The Barton County Road and Bridge Department has replaced six culverts recently. This may not sound like big news, except that one of the jobs incorporated a new, unique method.
Crews finished installing this week a half of a recycled round railroad tank car as a culvert southeast of Beaver. Repairing a collapsed large-size culvert and correcting drainage problems in the area, this marked only the second time the department has incorporated this technique.
“This just gives us another tool to work with,” said Dale Phillips, Road and Bridge director, of the use of recycled train cars. “There are a lot of counties that are doing this,” including Pawnee and Rush.

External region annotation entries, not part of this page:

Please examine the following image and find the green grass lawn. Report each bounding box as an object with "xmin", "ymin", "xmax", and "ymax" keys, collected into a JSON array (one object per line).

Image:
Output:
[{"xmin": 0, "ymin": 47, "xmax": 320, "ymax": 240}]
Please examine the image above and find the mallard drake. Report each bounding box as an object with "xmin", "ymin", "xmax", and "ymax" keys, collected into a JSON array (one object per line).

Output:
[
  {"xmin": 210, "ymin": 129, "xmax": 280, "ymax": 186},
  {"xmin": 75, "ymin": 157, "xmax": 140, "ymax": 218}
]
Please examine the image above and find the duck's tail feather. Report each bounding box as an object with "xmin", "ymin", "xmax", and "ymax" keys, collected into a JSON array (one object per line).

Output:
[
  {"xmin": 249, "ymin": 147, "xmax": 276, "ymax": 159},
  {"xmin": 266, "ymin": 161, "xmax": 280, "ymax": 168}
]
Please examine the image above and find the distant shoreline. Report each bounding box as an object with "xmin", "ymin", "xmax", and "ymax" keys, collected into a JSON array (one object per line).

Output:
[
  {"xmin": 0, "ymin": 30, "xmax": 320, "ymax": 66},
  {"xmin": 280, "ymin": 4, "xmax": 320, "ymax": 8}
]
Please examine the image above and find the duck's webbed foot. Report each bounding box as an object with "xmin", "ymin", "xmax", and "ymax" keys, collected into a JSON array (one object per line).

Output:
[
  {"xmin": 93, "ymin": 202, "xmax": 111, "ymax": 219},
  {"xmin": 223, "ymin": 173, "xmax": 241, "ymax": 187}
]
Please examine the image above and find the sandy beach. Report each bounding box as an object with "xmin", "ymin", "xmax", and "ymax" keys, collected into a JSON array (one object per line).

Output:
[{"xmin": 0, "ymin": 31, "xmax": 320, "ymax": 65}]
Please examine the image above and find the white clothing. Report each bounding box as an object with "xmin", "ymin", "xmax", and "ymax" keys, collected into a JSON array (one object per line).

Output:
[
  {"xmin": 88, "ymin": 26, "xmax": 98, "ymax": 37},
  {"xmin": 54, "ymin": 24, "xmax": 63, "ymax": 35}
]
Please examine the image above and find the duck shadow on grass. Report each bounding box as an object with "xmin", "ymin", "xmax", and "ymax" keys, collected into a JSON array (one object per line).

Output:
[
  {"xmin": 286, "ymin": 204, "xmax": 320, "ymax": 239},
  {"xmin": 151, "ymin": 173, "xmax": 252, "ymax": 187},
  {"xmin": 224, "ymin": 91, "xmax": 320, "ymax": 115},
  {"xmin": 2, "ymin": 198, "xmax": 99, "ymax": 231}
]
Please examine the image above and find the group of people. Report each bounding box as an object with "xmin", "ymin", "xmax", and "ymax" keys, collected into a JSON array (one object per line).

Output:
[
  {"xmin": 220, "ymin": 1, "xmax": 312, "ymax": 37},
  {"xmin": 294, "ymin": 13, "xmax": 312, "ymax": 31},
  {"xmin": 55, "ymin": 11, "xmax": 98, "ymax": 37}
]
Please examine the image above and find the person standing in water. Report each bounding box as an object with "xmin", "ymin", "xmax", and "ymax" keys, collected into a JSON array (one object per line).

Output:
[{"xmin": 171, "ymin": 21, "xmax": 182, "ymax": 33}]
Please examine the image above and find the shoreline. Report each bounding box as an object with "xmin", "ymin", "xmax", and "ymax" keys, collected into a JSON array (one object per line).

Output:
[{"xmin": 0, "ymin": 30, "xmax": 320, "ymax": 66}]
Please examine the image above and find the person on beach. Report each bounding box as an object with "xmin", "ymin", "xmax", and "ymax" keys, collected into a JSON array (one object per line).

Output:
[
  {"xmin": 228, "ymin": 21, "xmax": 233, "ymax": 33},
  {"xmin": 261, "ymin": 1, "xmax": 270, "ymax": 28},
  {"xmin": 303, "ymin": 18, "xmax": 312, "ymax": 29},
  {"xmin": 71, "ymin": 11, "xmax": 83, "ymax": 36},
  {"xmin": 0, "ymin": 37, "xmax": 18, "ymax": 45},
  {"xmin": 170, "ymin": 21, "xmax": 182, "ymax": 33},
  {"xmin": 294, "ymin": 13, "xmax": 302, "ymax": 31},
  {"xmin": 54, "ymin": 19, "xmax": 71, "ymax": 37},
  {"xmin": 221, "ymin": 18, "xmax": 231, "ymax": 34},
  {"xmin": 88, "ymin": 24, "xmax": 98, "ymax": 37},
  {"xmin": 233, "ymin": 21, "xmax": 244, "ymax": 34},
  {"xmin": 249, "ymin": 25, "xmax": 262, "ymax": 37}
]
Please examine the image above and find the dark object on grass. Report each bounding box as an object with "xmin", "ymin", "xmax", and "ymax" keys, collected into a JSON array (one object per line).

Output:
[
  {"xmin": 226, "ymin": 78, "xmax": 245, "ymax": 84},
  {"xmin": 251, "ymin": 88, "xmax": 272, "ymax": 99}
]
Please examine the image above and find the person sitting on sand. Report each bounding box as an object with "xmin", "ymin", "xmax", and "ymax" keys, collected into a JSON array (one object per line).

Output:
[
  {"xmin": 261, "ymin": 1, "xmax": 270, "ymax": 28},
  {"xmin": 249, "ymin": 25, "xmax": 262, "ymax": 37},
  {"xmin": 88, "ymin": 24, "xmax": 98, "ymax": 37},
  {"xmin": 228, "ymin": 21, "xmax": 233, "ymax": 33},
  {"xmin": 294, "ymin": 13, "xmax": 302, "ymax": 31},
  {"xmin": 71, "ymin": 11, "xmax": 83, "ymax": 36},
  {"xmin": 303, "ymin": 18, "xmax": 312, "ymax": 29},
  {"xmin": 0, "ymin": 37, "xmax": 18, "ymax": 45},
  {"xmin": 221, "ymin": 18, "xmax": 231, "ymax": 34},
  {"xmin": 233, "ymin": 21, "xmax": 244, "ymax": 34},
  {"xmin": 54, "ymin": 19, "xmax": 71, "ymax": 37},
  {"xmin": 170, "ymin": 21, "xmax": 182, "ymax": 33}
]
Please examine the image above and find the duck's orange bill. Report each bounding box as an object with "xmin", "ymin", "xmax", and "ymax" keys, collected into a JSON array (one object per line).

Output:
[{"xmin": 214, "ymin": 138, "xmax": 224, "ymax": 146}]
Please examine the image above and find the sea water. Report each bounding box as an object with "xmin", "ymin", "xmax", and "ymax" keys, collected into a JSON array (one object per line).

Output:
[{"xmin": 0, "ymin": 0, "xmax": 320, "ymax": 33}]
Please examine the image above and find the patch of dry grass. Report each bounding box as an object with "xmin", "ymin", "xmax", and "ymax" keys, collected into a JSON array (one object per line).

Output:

The cars come from the Stillwater, Okla., recycling company The Railroad Yard, and cost about $9,800. By the time the whole project is done, the pricetag is about $15,000.
The process can hold time, labor and cost savings, depending on the situation, size and location. Some of the larger culverts, like the one replaced this week, are actually considered small bridges.
Depending on the job site, the railroad cars can be more economical, Phillips said. Also, there are some soils in the county that are corrosive to standard galvanized steel or concrete structures.
The most recent train car job took about a week from start to finish. Crews removed the old culvert, prepared the ground for the new structure, rented a crane to lower the car into place, attached plates to the end and covered it.
Sometimes a pre-cast concrete bridge “box,” a cast-in-place concrete bridge or a standard culvert work better. But, “every job is a little different,” Phillips said.
His staff evaluates each project to see what would be the best option for each location. “We like to use some ingenuity in doing things,” he said.